Wonderquest: Riddles

In addition to the new (access to) character abilities, Dreams has added one mechanic not seen in the base Master Orion levels: Riddles. Or codes, as the game calls them. There are little shield-like tokens that, when stepped on, bring up a text prompt, and usually some other text items nearby that give hints about what to type. Type in the right thing, and all the monsters in the room instantly die — and I have yet to see a riddle in a room where there’s any other way to kill monsters. Usually there’s a monster completely out of reach, which also means that it can’t reach you, and the only reason you have to kill it with a riddle is to open a room-clear or level-clear gate. But that’s a pattern deeply baked into both Wonderquest and DROD.

The whole notion of “token that kills everything in the room except you” had been brought up before, mind you. Master Orion had a handful of rooms with “Pandora’s Box”, which is the same thing without the riddle part. But that made it the basis for puzzles about reaching the box, typically fighting monsters on the way. You were using the same mechanics as the rest of the game, but the instant-win of it meant that instead of the typical in-room progression of clearing away opposition and making things easier as you go along, the room could just keep on making things harder and harder until your last desperate grab for the box. Riddle rooms, on the other other hand, generally don’t have anything going on other than the riddle. Which is probably a good thing! Imagine solving a difficult mechanical puzzle but then being unable to complete the room because the riddle at the end stumped you.

Nonetheless, the way that the riddles, in effect, temporarily replace the game with a different one is one of the reasons I dislike them. Another reason: The lack of flexibility. The prompt is looking for an exact string; if you use different spacing or punctuation, or type out a number in words when it’s expecting digits or vice versa, it’s rejected.
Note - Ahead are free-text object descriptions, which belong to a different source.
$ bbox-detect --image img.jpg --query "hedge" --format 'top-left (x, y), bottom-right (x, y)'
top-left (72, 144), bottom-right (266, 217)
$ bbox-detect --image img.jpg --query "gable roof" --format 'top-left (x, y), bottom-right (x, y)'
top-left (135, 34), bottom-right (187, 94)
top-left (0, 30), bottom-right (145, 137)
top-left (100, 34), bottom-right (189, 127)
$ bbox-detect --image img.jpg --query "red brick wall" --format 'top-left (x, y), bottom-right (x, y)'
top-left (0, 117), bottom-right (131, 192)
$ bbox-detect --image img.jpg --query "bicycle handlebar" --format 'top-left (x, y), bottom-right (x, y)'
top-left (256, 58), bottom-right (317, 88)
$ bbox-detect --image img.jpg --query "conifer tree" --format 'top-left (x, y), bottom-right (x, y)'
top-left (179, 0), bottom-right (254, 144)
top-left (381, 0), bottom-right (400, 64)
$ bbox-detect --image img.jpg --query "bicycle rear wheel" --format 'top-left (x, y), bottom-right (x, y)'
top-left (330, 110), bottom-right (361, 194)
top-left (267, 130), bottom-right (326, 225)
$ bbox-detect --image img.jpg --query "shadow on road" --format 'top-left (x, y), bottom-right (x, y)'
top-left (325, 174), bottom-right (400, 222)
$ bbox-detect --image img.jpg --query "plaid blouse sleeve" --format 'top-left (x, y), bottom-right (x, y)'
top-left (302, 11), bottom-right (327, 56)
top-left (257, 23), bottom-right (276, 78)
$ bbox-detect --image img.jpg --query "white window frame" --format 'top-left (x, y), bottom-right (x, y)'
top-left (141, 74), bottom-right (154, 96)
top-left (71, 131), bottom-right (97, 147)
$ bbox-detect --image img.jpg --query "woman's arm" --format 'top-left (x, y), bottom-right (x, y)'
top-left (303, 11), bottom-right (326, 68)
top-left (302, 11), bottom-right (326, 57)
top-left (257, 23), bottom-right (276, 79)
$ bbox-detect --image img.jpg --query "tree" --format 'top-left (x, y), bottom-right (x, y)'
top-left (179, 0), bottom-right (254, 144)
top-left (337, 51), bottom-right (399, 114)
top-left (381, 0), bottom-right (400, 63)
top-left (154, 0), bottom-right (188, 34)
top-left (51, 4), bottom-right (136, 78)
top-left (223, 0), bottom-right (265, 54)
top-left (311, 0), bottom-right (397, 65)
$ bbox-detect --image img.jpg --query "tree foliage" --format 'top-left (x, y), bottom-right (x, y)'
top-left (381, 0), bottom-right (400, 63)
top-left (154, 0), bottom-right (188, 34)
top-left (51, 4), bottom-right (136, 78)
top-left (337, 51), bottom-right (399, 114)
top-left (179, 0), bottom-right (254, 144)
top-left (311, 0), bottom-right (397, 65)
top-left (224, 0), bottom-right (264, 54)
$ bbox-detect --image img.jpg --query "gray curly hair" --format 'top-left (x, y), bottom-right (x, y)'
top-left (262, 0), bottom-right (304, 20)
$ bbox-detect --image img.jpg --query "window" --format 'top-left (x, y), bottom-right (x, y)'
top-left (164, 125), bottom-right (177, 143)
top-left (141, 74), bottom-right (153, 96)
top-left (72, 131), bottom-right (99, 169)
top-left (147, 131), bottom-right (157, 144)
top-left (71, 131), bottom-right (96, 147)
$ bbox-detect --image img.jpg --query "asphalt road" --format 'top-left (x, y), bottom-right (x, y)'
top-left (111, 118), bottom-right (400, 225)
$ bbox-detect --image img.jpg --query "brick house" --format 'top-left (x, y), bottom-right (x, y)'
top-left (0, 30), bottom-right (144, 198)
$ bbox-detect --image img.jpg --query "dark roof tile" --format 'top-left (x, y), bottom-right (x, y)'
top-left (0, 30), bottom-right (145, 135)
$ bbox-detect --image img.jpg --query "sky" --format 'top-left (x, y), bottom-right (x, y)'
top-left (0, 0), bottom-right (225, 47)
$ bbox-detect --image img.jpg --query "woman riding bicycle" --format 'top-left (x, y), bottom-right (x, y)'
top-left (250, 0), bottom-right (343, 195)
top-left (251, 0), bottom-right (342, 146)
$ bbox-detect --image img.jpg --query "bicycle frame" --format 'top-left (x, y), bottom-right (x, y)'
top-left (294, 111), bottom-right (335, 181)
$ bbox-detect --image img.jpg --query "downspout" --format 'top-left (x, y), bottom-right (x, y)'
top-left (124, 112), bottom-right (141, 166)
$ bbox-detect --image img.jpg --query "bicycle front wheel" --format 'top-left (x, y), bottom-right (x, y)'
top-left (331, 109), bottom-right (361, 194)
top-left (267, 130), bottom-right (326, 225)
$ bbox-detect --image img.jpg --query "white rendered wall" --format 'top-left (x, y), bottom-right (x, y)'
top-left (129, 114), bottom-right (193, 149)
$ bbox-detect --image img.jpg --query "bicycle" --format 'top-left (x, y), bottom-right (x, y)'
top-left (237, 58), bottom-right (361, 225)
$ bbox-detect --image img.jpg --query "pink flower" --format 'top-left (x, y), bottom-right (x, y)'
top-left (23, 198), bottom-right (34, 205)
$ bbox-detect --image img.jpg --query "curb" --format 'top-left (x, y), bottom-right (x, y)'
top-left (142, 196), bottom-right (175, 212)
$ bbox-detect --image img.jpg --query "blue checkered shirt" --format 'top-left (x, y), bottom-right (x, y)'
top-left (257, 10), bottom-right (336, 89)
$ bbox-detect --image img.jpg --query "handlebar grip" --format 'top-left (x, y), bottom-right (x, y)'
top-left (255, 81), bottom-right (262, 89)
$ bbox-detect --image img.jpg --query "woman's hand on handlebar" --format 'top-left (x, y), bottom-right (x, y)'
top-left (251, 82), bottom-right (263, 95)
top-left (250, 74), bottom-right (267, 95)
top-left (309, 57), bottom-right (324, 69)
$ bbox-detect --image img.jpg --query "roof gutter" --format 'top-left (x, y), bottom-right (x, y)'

And so, in contrast to the rest of the game, I’ve been cheating pretty freely on the riddles. The text is pretty easy to extract from the level files, it turns out — the characters are all just decremented by 1, which suffices to prevent people from reading it accidentally, but can be decoded by a very simple script.

I kind of see what the author was going for, though. The content of the riddles more often than not concerns the story. It asks questions about what you’ve seen in the story text throughout the game. So it’s an attempt at making that into more than just flavor text, and making it relevant to progress in the game. But it still winds up separated from the real gameplay. Instead of a division between game and story, we wind up with a division between game and (story plus riddles).